Not that I'm getting obsessed with Facebook but...

Time was that a woman (I say woman merely because they are more likely to bother to investigate not less likely to stray) with suspicions would have to resort to some kind of under cover, eyeholes in the newspaper mission to know whether or not they were no longer the one and only. If the object of your affection is taking three buses, doubling back and changing trains while they are moving on the way to work...it's probably not a good sign. It's the stuff that old movies are made of and that makes any sane woman laugh now - what an awful lot of effort to have to go through.

So, "The Scorned" moved on. Check receipts, check credit card bills, check the phone bill...check every bit of a paper you can find and you'll get to the truth. The paper trail was the key. Not so much the old movies but defintely the odd story line in almost forgotten episodes of EastEnders or Corrie. Either way, if your other half was binning his litter out on the street, you'd be worried.

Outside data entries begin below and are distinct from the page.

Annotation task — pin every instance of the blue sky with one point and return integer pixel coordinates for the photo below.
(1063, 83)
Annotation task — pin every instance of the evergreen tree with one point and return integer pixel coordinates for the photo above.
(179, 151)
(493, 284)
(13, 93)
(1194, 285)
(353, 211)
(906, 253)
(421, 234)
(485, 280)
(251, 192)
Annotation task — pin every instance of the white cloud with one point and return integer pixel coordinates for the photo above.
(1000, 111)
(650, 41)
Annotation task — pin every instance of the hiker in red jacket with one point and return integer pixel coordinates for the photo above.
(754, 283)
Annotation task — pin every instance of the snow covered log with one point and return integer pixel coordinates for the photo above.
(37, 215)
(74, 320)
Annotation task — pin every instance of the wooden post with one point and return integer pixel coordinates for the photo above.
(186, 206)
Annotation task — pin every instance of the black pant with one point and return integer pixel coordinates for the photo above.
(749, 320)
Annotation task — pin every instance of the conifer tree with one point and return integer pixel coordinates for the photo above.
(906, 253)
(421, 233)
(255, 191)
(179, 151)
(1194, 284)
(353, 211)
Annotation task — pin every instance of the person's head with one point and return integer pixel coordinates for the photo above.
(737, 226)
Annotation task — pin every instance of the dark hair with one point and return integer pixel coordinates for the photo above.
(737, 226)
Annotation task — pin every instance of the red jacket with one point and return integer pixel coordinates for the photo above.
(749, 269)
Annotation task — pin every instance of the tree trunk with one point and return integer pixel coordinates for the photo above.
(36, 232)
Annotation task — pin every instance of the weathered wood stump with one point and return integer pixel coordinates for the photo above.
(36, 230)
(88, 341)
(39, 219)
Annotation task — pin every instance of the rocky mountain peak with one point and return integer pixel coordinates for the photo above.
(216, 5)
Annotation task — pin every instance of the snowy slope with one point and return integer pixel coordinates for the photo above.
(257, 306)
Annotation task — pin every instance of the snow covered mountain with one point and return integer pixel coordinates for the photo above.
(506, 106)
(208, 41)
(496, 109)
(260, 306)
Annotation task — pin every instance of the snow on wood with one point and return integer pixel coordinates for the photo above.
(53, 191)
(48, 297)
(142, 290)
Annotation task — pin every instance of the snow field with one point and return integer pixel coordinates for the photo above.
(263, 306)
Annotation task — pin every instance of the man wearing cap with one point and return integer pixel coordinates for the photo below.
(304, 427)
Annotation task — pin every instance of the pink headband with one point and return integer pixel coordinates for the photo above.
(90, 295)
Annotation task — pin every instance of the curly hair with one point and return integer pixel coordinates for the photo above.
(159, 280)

Then came the mobile phone. Get hold of it, check the sent items and the inbox and the last calls made... They might not think of it all and it would be evidence enough to either put your mind at rest or call the lawyer. I remember once being warned by a particularly faithless man "if your other half ever starts to take his phone into the shower, toilet or bath...you're f*cked". Nice to know.

Then the personal email accounts came under fire. Scary stories of people hacking into email accounts of other halves to see what was going on. Not one of these stories ended well I'll point out. I suspect if you're looking there, it's pretty definite already. This happened to male and female friends of mine and although the one that makes my blood run coldest is the one that seems to happen most often.

And now Facebook has touched this long running story of deception... It's the worst thing in the world for a cheat. Facebook - the devil in technology. You can't keep your profile secret from you other half to hide what you're up to (how suspicious is that?!) and even worse...you have no control over what other people write on your wall. Disaster is sure to ensue. Images of "great night last night, big boy" on the wall of some lothario - funny for us, not so the lothario. So, you have to get out all together if you want to get up to know good. Remove yourself from Facebook under some pretention that you don't want to be on there anymore. Problem is - what pretension? There isn't one I can think of, seriously, i've tried but isn't it just so much easier to stop going to the site than to close it down? It's suspicious and that's that.